映画『デッドプール&ウルヴァリン』の静止画で、マスクをかぶったライアン・レイノルズがヒュー・ジャックマンの爪を立てたポーズを見つめている。
ライアン・レイノルズとヒュー・ジャックマンが出演する『デッドプール』と『ウルヴァリン』 ディズニー/マーベル

そして前作同様、パート3はチミチャンガを味わいたいだけでなく、食べたいと思っている。スーパーヒーロー映画の生意気で破壊的なギリシャ合唱団の役を演じながら、デッドプールがアベンジャーズになれるのかどうかに観客の感情移入を促したいのだ。レイノルズはマーベル・ユニバースのバッグス・バニーを演じるために生まれてきたような男だ。このキャラクターは、彼のハイパーオンラインのスター的ペルソナの延長のようで、彼の強烈な皮肉の究極の表現だ。しかし、肘で常に観客の肋骨を突いている反社会的な殺し屋の子犬のような心を見せようとすると、彼はそれほど説得力がない。『デッドプール&ウルヴァリン』には笑える場面があり、コミックの伝承に対する侮辱的で喜劇的なアプローチが本当にうまくいった瞬間がある。しかし、題材からこれほどまでに片足を踏み外した映画は、今作ほどひどく感傷的になるべきではない。

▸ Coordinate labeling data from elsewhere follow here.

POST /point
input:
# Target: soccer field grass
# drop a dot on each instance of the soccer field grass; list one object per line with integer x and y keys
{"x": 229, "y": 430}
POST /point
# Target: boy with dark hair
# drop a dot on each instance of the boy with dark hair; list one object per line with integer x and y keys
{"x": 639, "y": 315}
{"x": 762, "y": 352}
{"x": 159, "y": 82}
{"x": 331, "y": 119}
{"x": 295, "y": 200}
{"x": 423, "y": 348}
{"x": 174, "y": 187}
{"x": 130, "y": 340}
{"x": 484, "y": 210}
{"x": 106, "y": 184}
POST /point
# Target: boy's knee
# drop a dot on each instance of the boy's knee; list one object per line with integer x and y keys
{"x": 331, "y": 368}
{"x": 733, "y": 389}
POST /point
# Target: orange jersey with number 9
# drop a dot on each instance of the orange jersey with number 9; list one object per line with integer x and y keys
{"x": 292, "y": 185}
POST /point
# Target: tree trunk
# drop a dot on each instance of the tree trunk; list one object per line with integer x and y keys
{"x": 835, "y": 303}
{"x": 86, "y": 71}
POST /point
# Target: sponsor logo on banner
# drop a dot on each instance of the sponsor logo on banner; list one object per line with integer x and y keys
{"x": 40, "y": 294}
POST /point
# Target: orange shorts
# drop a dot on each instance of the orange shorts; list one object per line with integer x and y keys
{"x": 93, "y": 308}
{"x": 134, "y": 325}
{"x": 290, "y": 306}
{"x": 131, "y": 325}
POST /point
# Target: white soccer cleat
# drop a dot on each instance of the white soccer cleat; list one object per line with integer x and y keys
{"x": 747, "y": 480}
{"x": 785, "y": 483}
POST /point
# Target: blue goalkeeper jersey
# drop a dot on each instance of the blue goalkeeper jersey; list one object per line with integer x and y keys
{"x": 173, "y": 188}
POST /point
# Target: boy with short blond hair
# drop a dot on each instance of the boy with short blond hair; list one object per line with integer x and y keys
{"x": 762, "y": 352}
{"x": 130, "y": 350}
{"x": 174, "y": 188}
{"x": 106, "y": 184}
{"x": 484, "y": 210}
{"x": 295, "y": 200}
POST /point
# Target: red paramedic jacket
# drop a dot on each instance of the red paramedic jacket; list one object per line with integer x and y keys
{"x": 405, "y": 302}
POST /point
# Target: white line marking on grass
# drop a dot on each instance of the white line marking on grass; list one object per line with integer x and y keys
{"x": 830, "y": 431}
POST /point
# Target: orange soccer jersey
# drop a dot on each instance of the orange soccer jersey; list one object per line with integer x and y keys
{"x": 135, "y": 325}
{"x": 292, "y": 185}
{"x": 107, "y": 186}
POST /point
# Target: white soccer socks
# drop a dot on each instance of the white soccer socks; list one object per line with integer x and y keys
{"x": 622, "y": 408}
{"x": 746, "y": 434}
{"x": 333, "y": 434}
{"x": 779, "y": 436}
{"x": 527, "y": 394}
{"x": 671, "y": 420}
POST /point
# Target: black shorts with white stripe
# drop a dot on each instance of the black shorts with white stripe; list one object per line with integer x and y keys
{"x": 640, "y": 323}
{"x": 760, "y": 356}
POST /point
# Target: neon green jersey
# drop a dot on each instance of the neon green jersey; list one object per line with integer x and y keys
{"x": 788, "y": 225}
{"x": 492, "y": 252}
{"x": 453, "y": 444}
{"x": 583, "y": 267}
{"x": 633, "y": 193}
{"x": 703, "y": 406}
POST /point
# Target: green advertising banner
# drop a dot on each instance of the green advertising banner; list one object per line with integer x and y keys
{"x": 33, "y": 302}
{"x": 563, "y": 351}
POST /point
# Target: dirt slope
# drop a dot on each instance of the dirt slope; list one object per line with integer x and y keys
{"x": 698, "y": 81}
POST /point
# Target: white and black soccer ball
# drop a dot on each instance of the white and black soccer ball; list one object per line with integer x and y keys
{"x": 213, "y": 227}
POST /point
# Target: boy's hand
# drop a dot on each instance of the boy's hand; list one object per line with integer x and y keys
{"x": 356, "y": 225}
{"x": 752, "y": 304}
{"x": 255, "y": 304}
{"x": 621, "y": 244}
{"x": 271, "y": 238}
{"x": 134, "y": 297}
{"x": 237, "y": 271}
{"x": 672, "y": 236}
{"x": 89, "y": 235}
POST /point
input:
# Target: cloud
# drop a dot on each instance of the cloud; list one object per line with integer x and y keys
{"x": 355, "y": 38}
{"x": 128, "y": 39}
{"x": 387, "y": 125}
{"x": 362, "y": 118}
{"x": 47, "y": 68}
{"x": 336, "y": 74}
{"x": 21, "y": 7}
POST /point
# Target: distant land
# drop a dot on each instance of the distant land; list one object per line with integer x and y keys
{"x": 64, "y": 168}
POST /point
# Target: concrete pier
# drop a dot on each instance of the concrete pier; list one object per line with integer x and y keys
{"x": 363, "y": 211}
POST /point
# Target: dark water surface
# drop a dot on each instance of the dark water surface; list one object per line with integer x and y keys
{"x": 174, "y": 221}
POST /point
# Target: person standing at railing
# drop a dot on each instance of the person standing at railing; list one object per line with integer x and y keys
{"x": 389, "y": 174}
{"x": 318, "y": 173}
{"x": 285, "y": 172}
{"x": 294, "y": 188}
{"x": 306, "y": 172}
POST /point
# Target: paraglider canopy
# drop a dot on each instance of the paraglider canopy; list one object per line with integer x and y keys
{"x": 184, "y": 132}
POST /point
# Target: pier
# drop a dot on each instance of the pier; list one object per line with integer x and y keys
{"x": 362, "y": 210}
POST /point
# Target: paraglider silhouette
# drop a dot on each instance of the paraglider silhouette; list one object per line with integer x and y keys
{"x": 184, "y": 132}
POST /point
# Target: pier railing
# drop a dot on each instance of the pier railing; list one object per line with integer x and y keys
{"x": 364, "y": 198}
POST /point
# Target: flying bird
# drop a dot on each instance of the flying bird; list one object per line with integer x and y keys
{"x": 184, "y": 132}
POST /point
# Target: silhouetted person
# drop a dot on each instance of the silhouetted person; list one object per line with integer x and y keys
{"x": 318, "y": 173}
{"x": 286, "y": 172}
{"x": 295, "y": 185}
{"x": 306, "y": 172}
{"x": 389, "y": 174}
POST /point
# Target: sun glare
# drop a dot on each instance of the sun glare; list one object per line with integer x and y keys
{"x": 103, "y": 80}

少なくともジャックマンは神経をすり減らしている。彼は同じ看板俳優の引き立て役という有利な立場にあり、つまり物語をありのままに、ウルヴァリンを引用符なしで演じることができるのだ(たとえタイムラインを飛び越えるモンタージュで、様々な滑稽なユニフォームを着ている時でさえ)。もちろん、ジャックマンは既に『LOGAN/ローガン』で後悔と苦悩に苛まれるスーパーヒーローを演じている。 『デッドプール&ウルヴァリン』での彼の演技は鋭く、面白く、感動的ですらあるが、眠っているカナダ人を放っておけばよかったのではないかという感覚を拭い去らない。何かをするのが恥知らずだと冗談を言っても、それが恥知らずであることに変わりはない。

『デッドプール&ウルヴァリン』は現在全国の劇場で上映中です。AA ・ダウドのその他の著作については、Authoryページをご覧ください。

Forbano
Forbano is a contributing author, focusing on sharing the latest news and deep content.